Par Georges Dougueli

Mis à jour le 6 octobre 2022 à 09:06

À 90 ans passés, ce fidèle de toujours du président dirige la Sûreté nationale d’une main de fer. Il est aussi le policier le plus âgé encore en activité au monde.

Tous les matins à Yaoundé, la police coupe la circulation lorsque le cortège de Martin Mbarga Nguélé parcourt, toutes sirènes hurlantes, les deux kilomètres qui séparent sa résidence du quartier de Bastos de son bureau situé à Nlonkak, en centre-ville. À part Paul Biya, le délégué général de la Sûreté camerounaise est bien le seul à s’octroyer encore ce privilège d’une autre époque. Il sait les critiques que cela lui vaut, mais il est, à 90 ans, un homme d’habitudes. Il n’ignore rien non plus des sarcasmes qui ont fleuri sur les réseaux sociaux lorsqu’il a fêté son anniversaire, le 1er juillet dernier, devenant sans doute le plus vieux policier encore en activité du monde. Mais il en faut plus pour l’ébranler.
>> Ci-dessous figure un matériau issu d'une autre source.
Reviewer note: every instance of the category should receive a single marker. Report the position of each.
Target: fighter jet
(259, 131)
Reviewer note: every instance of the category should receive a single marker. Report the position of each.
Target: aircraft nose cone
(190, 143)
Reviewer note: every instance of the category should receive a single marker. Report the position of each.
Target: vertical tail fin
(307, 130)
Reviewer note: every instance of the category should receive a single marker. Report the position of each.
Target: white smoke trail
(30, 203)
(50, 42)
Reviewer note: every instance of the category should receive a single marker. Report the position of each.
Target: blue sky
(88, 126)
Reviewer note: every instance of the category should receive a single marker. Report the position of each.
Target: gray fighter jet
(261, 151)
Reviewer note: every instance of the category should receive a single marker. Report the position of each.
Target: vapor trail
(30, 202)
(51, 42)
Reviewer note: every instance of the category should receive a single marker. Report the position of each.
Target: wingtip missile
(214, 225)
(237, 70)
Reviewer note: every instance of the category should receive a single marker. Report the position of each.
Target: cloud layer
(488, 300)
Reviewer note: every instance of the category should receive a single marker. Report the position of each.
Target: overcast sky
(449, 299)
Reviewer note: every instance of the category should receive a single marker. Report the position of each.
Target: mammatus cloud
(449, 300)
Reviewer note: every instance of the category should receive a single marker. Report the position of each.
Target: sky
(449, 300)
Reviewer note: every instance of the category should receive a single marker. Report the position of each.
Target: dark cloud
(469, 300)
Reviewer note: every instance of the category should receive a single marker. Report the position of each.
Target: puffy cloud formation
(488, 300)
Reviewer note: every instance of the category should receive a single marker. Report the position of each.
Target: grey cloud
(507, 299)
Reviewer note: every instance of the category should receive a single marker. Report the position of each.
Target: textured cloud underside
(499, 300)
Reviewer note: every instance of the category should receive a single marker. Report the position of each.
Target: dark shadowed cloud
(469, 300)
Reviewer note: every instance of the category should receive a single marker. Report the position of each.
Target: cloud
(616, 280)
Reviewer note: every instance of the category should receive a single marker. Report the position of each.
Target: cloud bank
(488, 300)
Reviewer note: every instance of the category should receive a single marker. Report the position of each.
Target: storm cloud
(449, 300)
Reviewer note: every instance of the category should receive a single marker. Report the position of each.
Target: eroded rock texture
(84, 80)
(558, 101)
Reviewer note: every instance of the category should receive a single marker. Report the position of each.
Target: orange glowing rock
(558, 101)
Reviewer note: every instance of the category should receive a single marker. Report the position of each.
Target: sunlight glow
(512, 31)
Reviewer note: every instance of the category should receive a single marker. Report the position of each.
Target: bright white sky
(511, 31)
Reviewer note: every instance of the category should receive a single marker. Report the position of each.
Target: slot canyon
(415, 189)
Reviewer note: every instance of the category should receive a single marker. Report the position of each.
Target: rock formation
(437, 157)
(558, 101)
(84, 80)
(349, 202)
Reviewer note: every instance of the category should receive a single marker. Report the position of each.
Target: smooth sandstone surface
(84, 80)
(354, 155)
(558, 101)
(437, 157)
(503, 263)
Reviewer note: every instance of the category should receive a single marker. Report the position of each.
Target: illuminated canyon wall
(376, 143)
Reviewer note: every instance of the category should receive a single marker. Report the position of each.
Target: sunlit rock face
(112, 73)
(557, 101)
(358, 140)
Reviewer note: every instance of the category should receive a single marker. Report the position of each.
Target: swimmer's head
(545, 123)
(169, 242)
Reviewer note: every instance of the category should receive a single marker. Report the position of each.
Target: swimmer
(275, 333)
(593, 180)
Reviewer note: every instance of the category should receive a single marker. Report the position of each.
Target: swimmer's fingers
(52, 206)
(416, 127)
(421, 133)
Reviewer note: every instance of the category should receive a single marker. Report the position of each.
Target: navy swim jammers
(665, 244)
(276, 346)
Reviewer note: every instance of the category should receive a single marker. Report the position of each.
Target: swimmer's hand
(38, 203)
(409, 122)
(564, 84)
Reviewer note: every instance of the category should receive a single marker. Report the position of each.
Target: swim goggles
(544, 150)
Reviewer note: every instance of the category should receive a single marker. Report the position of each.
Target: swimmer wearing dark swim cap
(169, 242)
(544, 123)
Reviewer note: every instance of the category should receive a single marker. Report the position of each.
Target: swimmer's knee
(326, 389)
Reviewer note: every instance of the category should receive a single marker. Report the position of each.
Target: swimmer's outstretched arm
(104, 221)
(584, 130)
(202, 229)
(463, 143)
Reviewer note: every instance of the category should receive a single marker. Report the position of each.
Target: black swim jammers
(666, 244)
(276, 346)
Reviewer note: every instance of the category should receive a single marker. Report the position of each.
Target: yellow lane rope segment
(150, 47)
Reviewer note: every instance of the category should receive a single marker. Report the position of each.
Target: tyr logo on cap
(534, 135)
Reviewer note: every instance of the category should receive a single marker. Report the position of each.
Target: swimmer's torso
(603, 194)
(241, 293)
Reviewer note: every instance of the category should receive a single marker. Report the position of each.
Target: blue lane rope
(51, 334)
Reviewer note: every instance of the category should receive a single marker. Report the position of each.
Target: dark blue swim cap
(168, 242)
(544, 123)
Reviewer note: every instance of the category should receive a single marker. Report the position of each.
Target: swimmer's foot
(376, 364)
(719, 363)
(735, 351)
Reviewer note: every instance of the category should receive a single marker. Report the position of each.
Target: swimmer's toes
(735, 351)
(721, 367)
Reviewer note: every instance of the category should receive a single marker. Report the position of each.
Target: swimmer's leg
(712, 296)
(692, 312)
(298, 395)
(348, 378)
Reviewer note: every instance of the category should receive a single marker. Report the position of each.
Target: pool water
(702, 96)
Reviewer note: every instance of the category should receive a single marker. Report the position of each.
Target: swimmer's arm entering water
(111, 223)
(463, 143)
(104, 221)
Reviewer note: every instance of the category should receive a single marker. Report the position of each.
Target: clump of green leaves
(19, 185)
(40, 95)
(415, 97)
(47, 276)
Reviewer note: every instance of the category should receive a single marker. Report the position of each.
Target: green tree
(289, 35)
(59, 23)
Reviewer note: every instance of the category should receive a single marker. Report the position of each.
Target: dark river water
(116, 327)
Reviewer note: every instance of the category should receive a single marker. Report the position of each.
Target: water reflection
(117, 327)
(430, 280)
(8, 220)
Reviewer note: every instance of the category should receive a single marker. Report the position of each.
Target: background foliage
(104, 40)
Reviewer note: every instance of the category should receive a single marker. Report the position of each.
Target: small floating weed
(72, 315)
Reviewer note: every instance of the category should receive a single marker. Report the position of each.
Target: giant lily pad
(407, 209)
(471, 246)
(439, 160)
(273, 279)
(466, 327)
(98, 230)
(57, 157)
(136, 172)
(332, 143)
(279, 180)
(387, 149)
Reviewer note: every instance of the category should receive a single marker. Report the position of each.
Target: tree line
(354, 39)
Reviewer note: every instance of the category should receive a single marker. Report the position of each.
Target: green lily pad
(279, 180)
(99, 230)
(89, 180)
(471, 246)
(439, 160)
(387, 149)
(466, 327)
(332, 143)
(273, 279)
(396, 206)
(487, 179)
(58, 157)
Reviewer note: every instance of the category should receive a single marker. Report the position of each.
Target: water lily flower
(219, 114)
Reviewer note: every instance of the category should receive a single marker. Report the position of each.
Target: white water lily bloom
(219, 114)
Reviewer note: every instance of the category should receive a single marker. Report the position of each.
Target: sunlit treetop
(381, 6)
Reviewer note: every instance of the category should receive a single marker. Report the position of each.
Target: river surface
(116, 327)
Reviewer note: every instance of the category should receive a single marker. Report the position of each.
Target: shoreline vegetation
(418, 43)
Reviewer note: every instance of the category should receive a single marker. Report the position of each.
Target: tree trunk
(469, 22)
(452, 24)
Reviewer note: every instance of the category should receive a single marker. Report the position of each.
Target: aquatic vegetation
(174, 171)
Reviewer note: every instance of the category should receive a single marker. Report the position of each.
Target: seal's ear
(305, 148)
Cet homme qui a rang de ministre et officie comme conseiller du chef de l’État a depuis longtemps dépassé l’âge d’être leur grand-père, mais ses hommes l’appellent volontiers « papa ». Discret et loyal, deux ingrédients indispensables à la longévité, il passe pour être l’un des piliers du régime qu’il sert avec application depuis plusieurs décennies. Et puis, le président Biya – qui aura lui-même 90 ans le 13 février 2023 – apprécie la présence de cet aîné qui le « rajeunit » et atténue les critiques liées à sa propre longévité au pouvoir.

Cela fait longtemps que Martin Mbarga Nguélé n’est plus un bleu lorsqu’il est nommé, en août 2010, à la tête de la police. Son diplôme d’inspecteur, il l’a obtenu en 1951 : le Cameroun n’est pas encore indépendant, et Ruben Um Nyobè se bat encore, les armes à la main, contre l’administration coloniale. Le jeune policier gravit rapidement les échelons. Il devient commissaire, puis chef de brigade de la police judiciaire dans le Centre, sa région d’origine, et bientôt commissaire central de la ville de Yaoundé.

À la fin des années 1970, la direction des renseignements généraux lui est confiée, et, l’année qui suit l’arrivée de Paul Biya au pouvoir, le voici une première fois nommé à la tête de la Sûreté nationale. Nous sommes en 1983, l’expérience ne durera pas : faute d’avoir pris suffisamment au sérieux des renseignements suggérant qu’un coup d’État était en préparation, il échoue à empêcher la tentative de putsch du 6 avril 1984. Surpris par l’attaque de sa propre résidence, il est arrêté et maltraité par la Garde républicaine mutinée. Le coup de force échoue, mais le chef de la police n’y est pour rien.

Purgatoire

C’est le début du purgatoire. Paul Biya l’exile et le fait ambassadeur au Zaïre. Par la suite, il est muté au Brésil – c’est lui qui organisera, en avril 2005, la visite officielle du président Lula à Yaoundé. Puis, en 2010, direction Madrid. Pendant ce temps, à Yaoundé, l’ambassadeur itinérant Marcel Medjo Akono, visiteur du soir à Etoudi, plaide sa cause. Martin Mbarga Nguélé a appris de ses erreurs, répète-t-il au chef de l’État. Biya n’a jamais digéré l’épisode de 1984, mais finit par se laisser convaincre et le rappelle au pays. Il n’a plus été pris en défaut depuis.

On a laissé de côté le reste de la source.